Es importante comprender que la moda siempre está relacionada con las tendencias y lo que las grandes firmas proponen como “lo que se lleva” en un momento determinado. Como dice el gran Karl Lagerfeld: “La moda es ahora y mañana, a quién le importa el pasado”, dejando en claro así que la moda se refiere a lo que está en boga.

En su lado opuesto está el estilo, el cual habla de atemporalidad, de identidad y de algo propio. Aquí el carácter de unicidad que nos defina es clave. El estilo es aquel que nos permite expresar una marca personal, es la manera en cómo comunicas tus valores, preferencias, personalidad, entre otras cosas.

Hay varias frases que reflejan lo anterior de un modo pragmático, por mencionar algunas; “La moda se puede comprar. El estilo se debe poseer” de Edna Woolman Chase o “La moda cambia, pero el estilo resiste” de la visionaria Coco Chanel. Ambas hablan de la importancia que tiene el estilo y de como éste es algo que se logra a través del tiempo, no de un día para otro y que es algo estable a través del tiempo.
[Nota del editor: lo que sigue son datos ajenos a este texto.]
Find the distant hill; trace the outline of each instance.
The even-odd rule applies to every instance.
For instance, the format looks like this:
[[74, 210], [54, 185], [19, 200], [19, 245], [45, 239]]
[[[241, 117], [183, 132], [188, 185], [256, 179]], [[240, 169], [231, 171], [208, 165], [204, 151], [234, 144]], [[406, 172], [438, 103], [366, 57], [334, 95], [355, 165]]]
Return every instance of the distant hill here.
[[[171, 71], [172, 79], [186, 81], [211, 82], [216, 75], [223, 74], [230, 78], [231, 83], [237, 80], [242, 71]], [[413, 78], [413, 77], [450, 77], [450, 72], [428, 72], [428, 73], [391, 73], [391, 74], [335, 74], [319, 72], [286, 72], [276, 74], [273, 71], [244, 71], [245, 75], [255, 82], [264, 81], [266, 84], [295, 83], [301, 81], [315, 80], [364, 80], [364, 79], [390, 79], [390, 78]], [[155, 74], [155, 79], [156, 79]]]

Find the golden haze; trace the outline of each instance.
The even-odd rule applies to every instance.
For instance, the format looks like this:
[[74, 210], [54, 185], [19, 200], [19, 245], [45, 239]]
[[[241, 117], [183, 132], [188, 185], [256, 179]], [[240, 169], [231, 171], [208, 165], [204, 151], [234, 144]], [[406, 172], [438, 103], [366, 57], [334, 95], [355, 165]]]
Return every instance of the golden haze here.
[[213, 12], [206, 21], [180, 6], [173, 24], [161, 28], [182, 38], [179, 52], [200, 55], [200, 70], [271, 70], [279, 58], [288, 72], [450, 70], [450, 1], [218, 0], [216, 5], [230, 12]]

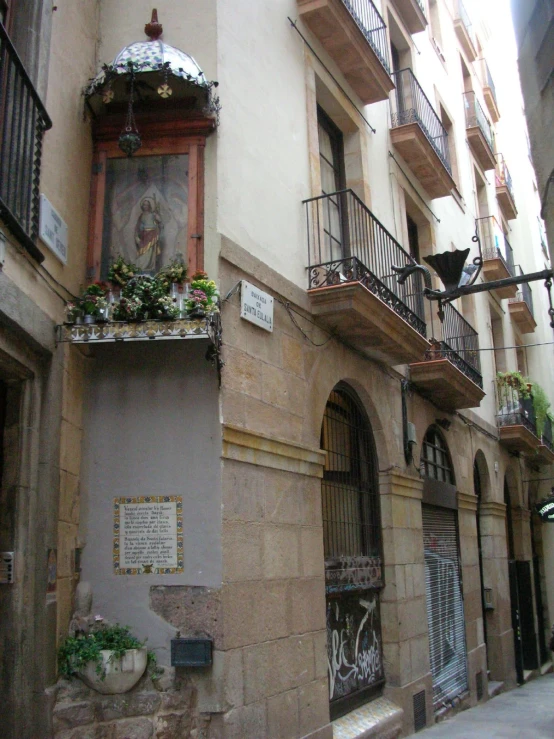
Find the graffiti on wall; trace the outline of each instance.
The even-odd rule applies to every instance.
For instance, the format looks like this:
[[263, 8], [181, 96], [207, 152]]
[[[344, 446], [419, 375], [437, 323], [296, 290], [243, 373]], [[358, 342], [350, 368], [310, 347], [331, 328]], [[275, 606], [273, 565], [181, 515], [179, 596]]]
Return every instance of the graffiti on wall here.
[[384, 678], [376, 592], [328, 599], [327, 657], [330, 700], [357, 692]]
[[333, 557], [325, 560], [328, 593], [380, 588], [383, 585], [380, 557]]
Con lo anterior no quiero que vayan a interpretar que el estilo es mejor que la moda o algo parecido. Ambos no son comparables y cada uno por sí mismo es absolutamente necesario. La moda por ejemplo es muy importante en los adolescentes coma una vía para descubrir su identidad, y también para quienes somos más adultos, ya que nos ayuda a refrescar nuestro look y sentirnos más a gusto. Por su lado el estilo es fundamental como medio para expresar quiénes somos.

Personalmente, como Psicóloga y Consultora de Imagen, uno de mis mayores desafíos es impulsar a mis clientes a descubrir su propio estilo a partir de ellos mismos para que sean capaces de expresarlo a través del vestuario. Esto es clave para que exista una congruencia entre cómo nos sentimos internamente y cómo queremos ser vistos en la esfera externa, algo que a todos nos preocupa a través del vestuario.

La invitación es a no caer en la trampa de la moda, a adoptarla teniendo en mente nuestra propia identidad y gustos, y a desarrollar un estilo consistente con lo que queremos ser y proyectar.